Figure 1. Selective dysregulation of Lck phosphorylation in E613R T cells.

(A) Whole-cell lysates of resting LN CD4 T cells from +/+, H/H, and E613R mice were blotted with Ab to the inhibitory and activating tyrosines of Lck (Lck pY505/Src pY416). Src416 Ab binds activating tyrosines of all SFKs. The lower band represents p56 Lck; the upper band, p59 Fyn. Densitometry was performed on the lower Lck band. Total Lck is detected as a loading controls.

(B) Whole-cell lysates of resting thymocytes from +/+, H/H, and E613R mice were blotted with Ab to the inhibitory and activating tyrosines of Lck (Lck pY505/Src pY416). The single band detected by Src416 in thymocytes represents Lck. Total Lck is detected as a loading control.

(C) Fyn was immunoprecipitated from whole-cell lysates of resting thymocytes from +/+, H/H, and E613R mice. Immunoprecipitates (IPs) were subsequently blotted with Ab to the inhibitory and activating tyrosines of Fyn (pSrc527/pSrc416). Total Fyn is detected as loading control.

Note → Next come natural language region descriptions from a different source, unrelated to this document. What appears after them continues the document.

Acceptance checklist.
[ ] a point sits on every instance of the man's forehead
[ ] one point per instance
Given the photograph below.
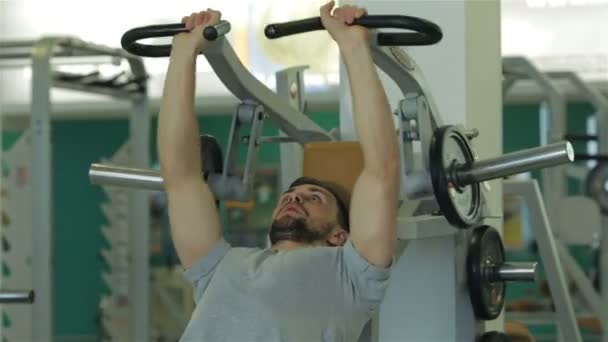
(311, 188)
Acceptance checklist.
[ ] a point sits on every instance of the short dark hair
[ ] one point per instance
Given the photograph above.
(336, 190)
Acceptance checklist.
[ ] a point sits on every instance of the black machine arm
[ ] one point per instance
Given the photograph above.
(426, 32)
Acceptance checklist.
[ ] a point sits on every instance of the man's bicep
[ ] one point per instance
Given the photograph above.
(373, 217)
(199, 274)
(367, 281)
(194, 220)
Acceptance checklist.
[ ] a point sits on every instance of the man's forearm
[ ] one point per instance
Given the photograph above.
(372, 114)
(178, 131)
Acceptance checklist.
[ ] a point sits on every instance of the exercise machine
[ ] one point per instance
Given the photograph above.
(46, 55)
(443, 183)
(553, 117)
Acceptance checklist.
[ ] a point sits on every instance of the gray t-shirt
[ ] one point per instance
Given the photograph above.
(307, 294)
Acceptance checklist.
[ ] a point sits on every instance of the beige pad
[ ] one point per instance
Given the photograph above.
(337, 162)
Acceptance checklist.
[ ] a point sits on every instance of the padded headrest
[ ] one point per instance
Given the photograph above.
(339, 162)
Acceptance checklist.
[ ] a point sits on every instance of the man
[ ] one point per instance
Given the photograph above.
(327, 270)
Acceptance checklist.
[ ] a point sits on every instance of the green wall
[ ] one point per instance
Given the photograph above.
(77, 218)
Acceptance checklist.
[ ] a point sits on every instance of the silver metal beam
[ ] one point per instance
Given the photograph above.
(541, 226)
(600, 102)
(553, 180)
(139, 224)
(245, 86)
(42, 180)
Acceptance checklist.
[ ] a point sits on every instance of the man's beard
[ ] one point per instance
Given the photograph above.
(297, 230)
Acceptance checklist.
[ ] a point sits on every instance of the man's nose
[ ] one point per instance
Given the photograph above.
(295, 197)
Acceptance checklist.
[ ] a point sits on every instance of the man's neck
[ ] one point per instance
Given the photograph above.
(286, 245)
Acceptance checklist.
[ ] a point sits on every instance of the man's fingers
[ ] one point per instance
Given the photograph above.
(326, 9)
(200, 18)
(361, 12)
(190, 21)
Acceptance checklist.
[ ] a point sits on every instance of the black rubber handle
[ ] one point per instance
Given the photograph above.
(581, 137)
(129, 39)
(427, 33)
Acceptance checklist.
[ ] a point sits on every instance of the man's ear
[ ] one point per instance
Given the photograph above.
(338, 237)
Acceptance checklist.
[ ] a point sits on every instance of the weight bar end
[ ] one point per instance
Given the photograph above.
(570, 151)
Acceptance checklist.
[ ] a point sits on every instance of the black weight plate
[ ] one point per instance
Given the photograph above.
(485, 252)
(596, 185)
(211, 155)
(494, 336)
(449, 148)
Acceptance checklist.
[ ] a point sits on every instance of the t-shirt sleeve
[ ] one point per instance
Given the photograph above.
(368, 282)
(201, 272)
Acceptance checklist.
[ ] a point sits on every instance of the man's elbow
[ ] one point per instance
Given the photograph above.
(386, 169)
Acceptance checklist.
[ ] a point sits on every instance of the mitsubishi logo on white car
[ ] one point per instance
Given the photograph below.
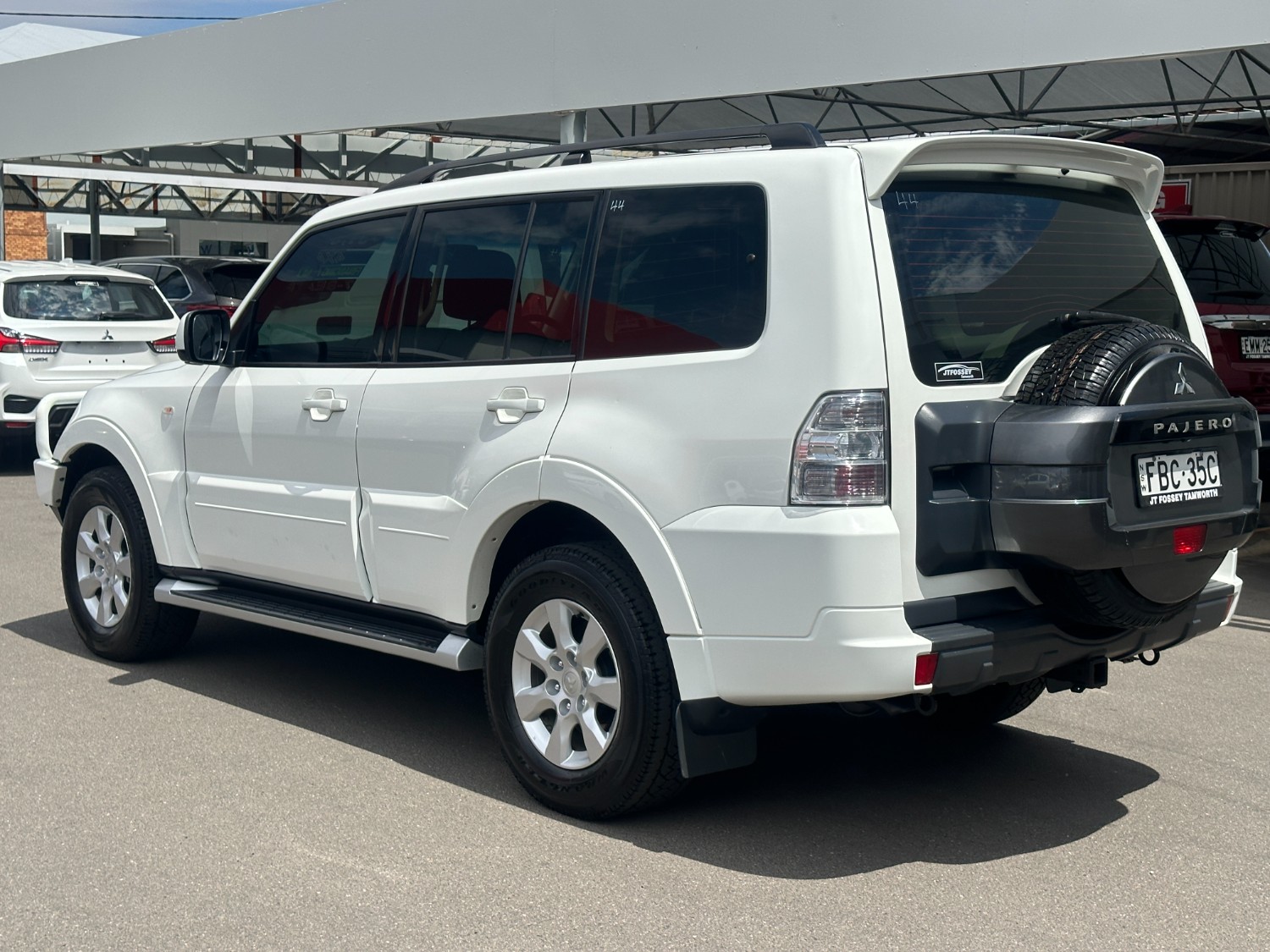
(1181, 386)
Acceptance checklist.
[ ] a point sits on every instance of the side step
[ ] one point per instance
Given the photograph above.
(386, 635)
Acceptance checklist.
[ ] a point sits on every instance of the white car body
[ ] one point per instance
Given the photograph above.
(86, 353)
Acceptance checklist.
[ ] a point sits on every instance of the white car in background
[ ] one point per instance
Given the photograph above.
(66, 327)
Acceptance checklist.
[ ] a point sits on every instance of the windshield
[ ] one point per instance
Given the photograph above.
(988, 267)
(234, 279)
(84, 300)
(1222, 267)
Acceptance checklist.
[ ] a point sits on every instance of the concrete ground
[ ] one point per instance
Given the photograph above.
(269, 791)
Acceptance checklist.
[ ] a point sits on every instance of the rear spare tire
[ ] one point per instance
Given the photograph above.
(1110, 365)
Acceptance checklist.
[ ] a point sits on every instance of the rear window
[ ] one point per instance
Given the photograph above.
(234, 279)
(1222, 267)
(84, 300)
(987, 268)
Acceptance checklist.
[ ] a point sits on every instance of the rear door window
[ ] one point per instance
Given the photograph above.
(680, 269)
(497, 282)
(328, 304)
(988, 268)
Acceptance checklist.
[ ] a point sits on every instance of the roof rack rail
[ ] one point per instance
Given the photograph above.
(781, 135)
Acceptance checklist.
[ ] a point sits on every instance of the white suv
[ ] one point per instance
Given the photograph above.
(66, 327)
(916, 426)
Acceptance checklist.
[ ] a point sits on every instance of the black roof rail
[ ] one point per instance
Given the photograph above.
(781, 135)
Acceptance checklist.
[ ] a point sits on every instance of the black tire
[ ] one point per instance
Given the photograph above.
(1089, 368)
(145, 629)
(991, 705)
(640, 766)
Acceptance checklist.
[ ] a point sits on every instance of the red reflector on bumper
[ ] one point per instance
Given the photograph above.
(924, 673)
(1189, 540)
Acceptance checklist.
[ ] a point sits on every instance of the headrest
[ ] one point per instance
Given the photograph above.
(478, 283)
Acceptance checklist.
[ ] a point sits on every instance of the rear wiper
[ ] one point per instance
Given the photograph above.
(1084, 319)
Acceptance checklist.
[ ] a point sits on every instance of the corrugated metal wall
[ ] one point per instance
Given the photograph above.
(1234, 190)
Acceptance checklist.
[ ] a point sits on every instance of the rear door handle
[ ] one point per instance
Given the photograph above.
(323, 404)
(513, 403)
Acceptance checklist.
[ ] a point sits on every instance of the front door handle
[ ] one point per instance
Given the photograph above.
(323, 404)
(513, 403)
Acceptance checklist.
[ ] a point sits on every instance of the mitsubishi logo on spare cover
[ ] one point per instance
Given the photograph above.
(1181, 388)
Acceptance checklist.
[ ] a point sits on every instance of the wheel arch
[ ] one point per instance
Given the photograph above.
(94, 442)
(576, 504)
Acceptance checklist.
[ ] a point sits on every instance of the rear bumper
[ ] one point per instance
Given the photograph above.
(1018, 647)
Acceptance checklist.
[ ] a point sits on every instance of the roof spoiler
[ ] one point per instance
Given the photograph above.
(1138, 173)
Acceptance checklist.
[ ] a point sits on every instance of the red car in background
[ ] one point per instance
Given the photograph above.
(1227, 269)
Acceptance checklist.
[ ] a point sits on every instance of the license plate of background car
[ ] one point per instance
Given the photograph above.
(1179, 477)
(1255, 348)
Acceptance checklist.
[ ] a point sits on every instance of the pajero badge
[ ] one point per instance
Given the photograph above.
(959, 372)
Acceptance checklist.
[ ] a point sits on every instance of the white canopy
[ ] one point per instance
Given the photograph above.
(403, 63)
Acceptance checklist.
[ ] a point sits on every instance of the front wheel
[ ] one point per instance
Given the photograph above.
(579, 683)
(109, 573)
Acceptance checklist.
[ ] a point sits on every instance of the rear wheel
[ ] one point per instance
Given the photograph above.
(579, 685)
(109, 573)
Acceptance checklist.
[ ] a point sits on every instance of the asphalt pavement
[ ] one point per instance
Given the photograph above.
(264, 790)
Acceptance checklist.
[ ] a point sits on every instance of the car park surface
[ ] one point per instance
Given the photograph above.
(268, 790)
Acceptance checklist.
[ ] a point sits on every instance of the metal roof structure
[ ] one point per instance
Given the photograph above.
(350, 96)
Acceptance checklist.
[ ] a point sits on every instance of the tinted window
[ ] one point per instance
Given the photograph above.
(987, 268)
(234, 279)
(173, 284)
(325, 305)
(460, 287)
(145, 271)
(546, 300)
(84, 300)
(1223, 267)
(680, 269)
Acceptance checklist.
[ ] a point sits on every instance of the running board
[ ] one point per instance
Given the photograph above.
(390, 636)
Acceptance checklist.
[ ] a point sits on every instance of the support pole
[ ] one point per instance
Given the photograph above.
(573, 127)
(94, 223)
(3, 258)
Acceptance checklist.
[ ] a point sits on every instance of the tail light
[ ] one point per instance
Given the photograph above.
(14, 342)
(1189, 540)
(840, 457)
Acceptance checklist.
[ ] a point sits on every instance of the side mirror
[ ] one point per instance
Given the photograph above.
(203, 335)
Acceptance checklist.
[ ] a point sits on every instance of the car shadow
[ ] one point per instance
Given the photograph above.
(17, 454)
(831, 795)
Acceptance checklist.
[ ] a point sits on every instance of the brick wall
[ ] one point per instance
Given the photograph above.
(25, 236)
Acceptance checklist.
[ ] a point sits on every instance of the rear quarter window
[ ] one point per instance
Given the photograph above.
(680, 269)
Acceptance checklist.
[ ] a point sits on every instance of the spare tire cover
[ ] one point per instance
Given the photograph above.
(1113, 365)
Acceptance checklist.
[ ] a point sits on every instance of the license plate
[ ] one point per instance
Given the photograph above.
(1179, 477)
(1255, 348)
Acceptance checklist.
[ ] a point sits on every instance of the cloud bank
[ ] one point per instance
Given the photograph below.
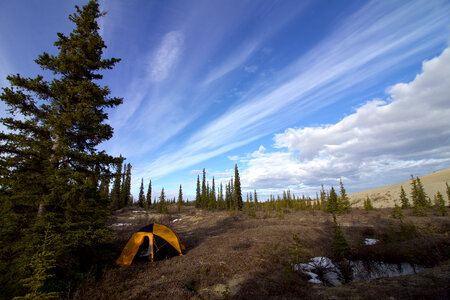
(383, 141)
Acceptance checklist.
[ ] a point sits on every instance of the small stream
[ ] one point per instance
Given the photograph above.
(323, 271)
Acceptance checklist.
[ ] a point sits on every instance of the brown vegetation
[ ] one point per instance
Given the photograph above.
(230, 255)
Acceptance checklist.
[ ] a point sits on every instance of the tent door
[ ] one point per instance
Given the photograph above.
(145, 250)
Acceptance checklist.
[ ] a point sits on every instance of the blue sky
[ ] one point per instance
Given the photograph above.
(297, 93)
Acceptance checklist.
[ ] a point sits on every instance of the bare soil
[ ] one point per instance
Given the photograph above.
(232, 255)
(387, 195)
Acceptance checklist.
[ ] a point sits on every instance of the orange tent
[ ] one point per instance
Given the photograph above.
(154, 241)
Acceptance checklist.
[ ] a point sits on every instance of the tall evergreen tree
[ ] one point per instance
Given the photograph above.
(204, 195)
(345, 202)
(115, 192)
(149, 195)
(368, 204)
(180, 198)
(332, 205)
(237, 195)
(141, 199)
(213, 199)
(439, 204)
(126, 188)
(50, 167)
(198, 196)
(448, 192)
(403, 199)
(162, 202)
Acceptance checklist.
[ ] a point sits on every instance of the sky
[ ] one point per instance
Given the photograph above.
(296, 93)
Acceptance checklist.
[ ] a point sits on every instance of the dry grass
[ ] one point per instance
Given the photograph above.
(240, 257)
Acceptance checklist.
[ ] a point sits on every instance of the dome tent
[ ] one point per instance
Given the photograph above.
(154, 241)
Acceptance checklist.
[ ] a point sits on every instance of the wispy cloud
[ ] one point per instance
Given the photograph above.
(359, 50)
(165, 57)
(233, 62)
(382, 142)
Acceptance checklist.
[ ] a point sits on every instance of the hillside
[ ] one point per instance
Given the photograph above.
(386, 195)
(233, 255)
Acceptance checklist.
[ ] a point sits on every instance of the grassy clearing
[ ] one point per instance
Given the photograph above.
(231, 255)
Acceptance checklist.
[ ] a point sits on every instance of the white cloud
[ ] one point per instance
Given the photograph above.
(251, 69)
(382, 141)
(233, 157)
(166, 56)
(234, 61)
(358, 51)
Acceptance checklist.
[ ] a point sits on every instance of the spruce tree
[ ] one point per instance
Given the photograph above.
(368, 204)
(148, 199)
(332, 205)
(397, 212)
(403, 199)
(448, 192)
(141, 199)
(213, 199)
(198, 196)
(421, 195)
(339, 244)
(204, 195)
(345, 206)
(115, 192)
(50, 166)
(180, 198)
(126, 188)
(237, 195)
(162, 202)
(439, 204)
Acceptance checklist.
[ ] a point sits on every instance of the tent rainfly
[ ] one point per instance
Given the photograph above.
(154, 241)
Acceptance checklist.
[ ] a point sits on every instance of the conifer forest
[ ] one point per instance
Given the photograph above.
(67, 209)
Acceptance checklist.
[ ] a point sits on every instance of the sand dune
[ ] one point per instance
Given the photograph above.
(386, 195)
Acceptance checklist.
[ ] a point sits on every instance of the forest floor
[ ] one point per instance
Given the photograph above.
(235, 256)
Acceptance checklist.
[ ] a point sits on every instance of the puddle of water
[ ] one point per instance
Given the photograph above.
(323, 271)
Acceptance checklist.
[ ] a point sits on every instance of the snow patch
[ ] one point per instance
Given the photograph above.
(323, 271)
(120, 224)
(369, 242)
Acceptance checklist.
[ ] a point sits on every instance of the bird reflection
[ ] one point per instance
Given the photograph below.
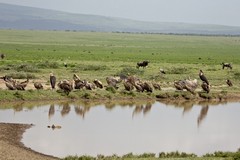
(142, 109)
(51, 111)
(202, 114)
(18, 107)
(147, 108)
(81, 110)
(66, 109)
(138, 109)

(D) TCR-associated ζ chain was immunoprecipitated from whole-cell lysates of resting thymocytes from CD45 allelic series and E613R mice. IPs were subsequently blotted for total ζ and total phosphotyrosine (pY) levels.

Data in 1A–D are representative of at least two independent experiments.

(E) TCR-stimulated, fixed, and permeabilized thymocytes were stained for phospho-Erk and costained for CD4 and CD8 so that DP subsets could be identified. Data were collected by flow cytometry. Histograms depict intracellular phospho-Erk in DP subsets from allelic series and E613R thymi. Data are representative of at least three independent experiments.

Densitometry measurements in this and all subsequent figures were normalized to wild type.